En el 399 partió a Roma para ver a su hijo y conocer a su nieta, Melania la Joven, que seguiría más tarde la vocación ascética y monástica de su abuela. Ante el peligro bárbaro, la familia huyó de la capital del Imperio y se instaló en una de las propiedades africanas de la familia. La santa murió no mucho más tarde, en el año 417, en Jerusalén.
Las madres del desierto
Melania es, junto a un incontable número de mujeres, una de aquellas féminas conocidas como las madres del desierto. Tras el Edicto de Milán, del año 313, muchos cristianos fueron al desierto por voluntad propia buscando una vivencia más auténtica de su fe, lejos de las componendas religiosas que trajo la decisión de Constantino.
Entre ellos hubo multitud de mujeres –muchas de ellas, de la alta aristocracia romana, como Melania– que renunciaron a las modas y a las apariencias vistosas para vestir rudimentarias prendas de tejido vegetal y pieles de animales. Oraban, leían las Escrituras y ayunaban con frecuencia, siempre buscando una mayor intimidad con el Dios de Jesús. Dormían en esteras en el suelo, en celdas excavadas en una roca o en toscas casas de adobe. Habían renunciado al matrimonio, y, por razones de seguridad, se juntaban unas con otras en viviendas cercanas, pero siempre asegurando la posibilidad de una vida en soledad. «Estadísticamente, fueron más las madres del desierto que los padres, pero son pocas aquellas de las que nos han llegado datos, ya que ellas, en general, no escribieron nada», afirma la monja cisterciense Marina Medina, del monasterio de la Santa Cruz de Casarrubios del Monte (Toledo). «Son mujeres que fueron al desierto para buscar mejor a Dios, descubrirle y amarle más, para dedicarse a la ascesis y a la contemplación, y por eso merecen la misma atención que ellos», añade.
De hecho, sus experiencias con el Misterio «en nada son menores a la de los padres», explica. Los que acudían a ellas en busca de consejo las llamaban amma, madre espiritual, y aunque pocas escribieron, los apotegmas que se conservan de ellas muestran que vivieron hasta las últimas consecuencias su fe: «Sus sentencias se caracterizan por su discreción, por su penetración psicológica, por su delicadeza, y por no tener extravagancias.
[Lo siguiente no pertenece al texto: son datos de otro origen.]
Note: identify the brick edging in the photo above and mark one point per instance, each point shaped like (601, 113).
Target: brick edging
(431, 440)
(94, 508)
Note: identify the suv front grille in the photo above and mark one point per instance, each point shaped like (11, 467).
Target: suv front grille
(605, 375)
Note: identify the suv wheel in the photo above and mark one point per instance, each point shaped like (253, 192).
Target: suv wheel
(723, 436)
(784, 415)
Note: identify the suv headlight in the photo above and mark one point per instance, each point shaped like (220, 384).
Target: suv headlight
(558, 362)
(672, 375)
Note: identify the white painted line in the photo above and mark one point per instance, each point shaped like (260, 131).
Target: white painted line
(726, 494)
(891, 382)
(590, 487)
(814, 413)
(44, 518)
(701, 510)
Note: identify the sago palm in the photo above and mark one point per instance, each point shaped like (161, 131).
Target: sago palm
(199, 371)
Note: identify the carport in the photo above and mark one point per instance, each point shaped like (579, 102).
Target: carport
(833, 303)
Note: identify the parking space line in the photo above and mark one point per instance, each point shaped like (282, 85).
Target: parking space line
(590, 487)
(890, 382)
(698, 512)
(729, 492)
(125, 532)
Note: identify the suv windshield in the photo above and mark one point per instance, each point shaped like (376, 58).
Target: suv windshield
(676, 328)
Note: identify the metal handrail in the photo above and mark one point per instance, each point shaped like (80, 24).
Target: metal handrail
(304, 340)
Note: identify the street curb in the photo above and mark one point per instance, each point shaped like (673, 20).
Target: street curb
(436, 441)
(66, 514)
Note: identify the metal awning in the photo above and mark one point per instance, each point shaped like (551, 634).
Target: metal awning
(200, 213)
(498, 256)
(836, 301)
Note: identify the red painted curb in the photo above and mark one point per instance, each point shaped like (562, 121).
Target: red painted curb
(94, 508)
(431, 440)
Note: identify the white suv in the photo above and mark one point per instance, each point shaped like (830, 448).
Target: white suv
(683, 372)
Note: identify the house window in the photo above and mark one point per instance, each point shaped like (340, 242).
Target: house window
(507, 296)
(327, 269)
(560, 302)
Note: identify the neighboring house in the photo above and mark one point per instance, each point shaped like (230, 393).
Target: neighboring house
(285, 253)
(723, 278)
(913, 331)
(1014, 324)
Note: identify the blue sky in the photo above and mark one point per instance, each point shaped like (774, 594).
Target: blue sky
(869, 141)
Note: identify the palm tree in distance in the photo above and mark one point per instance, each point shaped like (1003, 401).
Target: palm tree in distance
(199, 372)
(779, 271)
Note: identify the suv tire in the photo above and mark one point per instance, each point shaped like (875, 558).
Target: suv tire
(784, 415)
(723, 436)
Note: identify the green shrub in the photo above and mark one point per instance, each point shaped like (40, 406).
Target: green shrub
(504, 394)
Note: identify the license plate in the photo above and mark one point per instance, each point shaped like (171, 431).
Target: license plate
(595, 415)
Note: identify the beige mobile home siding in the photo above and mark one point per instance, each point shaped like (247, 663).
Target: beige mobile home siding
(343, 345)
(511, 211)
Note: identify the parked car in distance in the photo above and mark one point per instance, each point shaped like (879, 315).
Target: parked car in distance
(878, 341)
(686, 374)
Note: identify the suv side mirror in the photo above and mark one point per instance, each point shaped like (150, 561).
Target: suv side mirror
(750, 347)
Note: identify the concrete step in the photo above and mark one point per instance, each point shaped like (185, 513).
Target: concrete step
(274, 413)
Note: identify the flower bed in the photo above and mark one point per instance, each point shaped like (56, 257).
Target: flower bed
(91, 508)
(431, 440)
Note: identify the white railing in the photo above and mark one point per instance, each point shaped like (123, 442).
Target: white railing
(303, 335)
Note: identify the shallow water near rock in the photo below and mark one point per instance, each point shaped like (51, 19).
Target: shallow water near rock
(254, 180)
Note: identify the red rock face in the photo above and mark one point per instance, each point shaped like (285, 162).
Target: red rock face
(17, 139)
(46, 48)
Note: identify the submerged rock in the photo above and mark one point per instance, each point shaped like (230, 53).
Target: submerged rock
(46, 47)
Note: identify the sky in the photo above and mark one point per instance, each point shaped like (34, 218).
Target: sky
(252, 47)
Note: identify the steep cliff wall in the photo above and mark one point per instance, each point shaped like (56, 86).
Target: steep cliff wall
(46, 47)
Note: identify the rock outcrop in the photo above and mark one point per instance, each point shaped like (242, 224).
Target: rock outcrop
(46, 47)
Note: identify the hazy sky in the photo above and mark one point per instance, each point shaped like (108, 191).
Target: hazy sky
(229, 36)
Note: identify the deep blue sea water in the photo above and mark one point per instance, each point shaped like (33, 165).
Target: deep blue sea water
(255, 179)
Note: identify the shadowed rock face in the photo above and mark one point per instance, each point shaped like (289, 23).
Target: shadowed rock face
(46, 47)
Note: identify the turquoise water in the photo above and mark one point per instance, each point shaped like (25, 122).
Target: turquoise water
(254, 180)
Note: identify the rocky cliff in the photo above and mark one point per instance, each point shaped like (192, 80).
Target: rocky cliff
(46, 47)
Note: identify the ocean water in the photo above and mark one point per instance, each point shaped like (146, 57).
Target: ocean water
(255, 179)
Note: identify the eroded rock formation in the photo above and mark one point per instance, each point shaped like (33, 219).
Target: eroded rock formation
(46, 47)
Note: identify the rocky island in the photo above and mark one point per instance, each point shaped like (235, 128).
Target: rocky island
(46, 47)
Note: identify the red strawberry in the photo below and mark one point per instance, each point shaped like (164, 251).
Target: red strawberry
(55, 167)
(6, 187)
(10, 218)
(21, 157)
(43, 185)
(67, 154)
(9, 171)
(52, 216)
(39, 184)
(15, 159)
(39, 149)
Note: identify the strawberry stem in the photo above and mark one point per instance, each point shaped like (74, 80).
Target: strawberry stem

En ellas vemos una gran madurez, que es un don de Dios, pero también fruto de una lucha, de una fidelidad y de una oración personales en las que el centro es siempre Dios, Jesucristo y la Escritura», dice Medina.
Por todo ello, las madres del desierto constituyeron «soledades tan llenas de Dios que sus vidas son un aldabonazo en nuestras conciencias, tantas veces dormidas».